François Leclercq : On observe une tendance lourde qui est le retour à la nature. Vivre partiellement loin, dans la "métropole du lointain", aux confins de l'Ile-de-France, par exemple, dans des petites villes, des bourgs. Ceux-ci sont cohérents avec une vie métropolitaine, ils sont loin et proches en même temps. Cette tendance existe, elle peut s'amplifier avec ce que nous vivons actuellement. En même temps, avec le confinement, les normes du logement passent au crash-test. On construit trop petit pour des raisons économiques, et pour loger toujours plus de personnes, comme si on était encore à la Reconstruction.
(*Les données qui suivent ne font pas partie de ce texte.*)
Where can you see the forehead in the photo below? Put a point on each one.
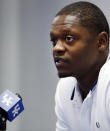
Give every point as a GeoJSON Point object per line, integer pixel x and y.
{"type": "Point", "coordinates": [66, 24]}
{"type": "Point", "coordinates": [65, 19]}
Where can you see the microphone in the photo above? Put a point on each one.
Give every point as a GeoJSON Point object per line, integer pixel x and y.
{"type": "Point", "coordinates": [10, 107]}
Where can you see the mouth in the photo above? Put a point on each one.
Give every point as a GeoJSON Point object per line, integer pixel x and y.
{"type": "Point", "coordinates": [60, 62]}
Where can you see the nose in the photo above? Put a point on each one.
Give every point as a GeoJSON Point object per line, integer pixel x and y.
{"type": "Point", "coordinates": [59, 48]}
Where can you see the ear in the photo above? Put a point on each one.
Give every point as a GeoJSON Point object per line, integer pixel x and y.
{"type": "Point", "coordinates": [102, 41]}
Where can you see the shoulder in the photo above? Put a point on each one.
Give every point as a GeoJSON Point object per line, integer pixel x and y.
{"type": "Point", "coordinates": [105, 71]}
{"type": "Point", "coordinates": [66, 84]}
{"type": "Point", "coordinates": [64, 89]}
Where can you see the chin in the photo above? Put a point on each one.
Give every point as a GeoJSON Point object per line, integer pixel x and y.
{"type": "Point", "coordinates": [62, 75]}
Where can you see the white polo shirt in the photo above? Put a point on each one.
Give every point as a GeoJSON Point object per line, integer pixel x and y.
{"type": "Point", "coordinates": [92, 114]}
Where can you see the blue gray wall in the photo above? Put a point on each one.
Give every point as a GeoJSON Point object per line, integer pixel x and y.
{"type": "Point", "coordinates": [26, 64]}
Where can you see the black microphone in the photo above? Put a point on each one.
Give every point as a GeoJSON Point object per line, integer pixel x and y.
{"type": "Point", "coordinates": [10, 107]}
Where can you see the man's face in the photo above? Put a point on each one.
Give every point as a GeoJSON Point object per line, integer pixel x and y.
{"type": "Point", "coordinates": [74, 48]}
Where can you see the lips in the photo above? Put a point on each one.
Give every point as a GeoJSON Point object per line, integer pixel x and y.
{"type": "Point", "coordinates": [60, 62]}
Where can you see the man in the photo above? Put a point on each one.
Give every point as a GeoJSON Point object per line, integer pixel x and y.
{"type": "Point", "coordinates": [80, 38]}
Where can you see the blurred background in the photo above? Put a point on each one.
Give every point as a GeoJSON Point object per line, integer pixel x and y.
{"type": "Point", "coordinates": [26, 63]}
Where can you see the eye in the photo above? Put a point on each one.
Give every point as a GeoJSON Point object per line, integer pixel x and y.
{"type": "Point", "coordinates": [54, 41]}
{"type": "Point", "coordinates": [69, 38]}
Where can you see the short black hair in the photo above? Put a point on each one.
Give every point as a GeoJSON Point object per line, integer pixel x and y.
{"type": "Point", "coordinates": [90, 16]}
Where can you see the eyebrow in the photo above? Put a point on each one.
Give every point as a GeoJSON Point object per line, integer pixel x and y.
{"type": "Point", "coordinates": [63, 32]}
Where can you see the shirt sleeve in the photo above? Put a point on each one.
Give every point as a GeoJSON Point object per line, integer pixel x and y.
{"type": "Point", "coordinates": [61, 124]}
On peut espérer que cette crise provoque une prise de conscience par rapport aux insuffisances de notre fabrication standard, de la typologie des logements. Comment créer des ruptures par rapport aux habitudes que l'on traîne ?On peut espérer que ces interrogations vont perdurer, que ce ne sera pas qu'une parenthèse. Mais on peut craindre que la course au rattrapage économique du système, ne balaie cette volonté de repenser nos modes de faire.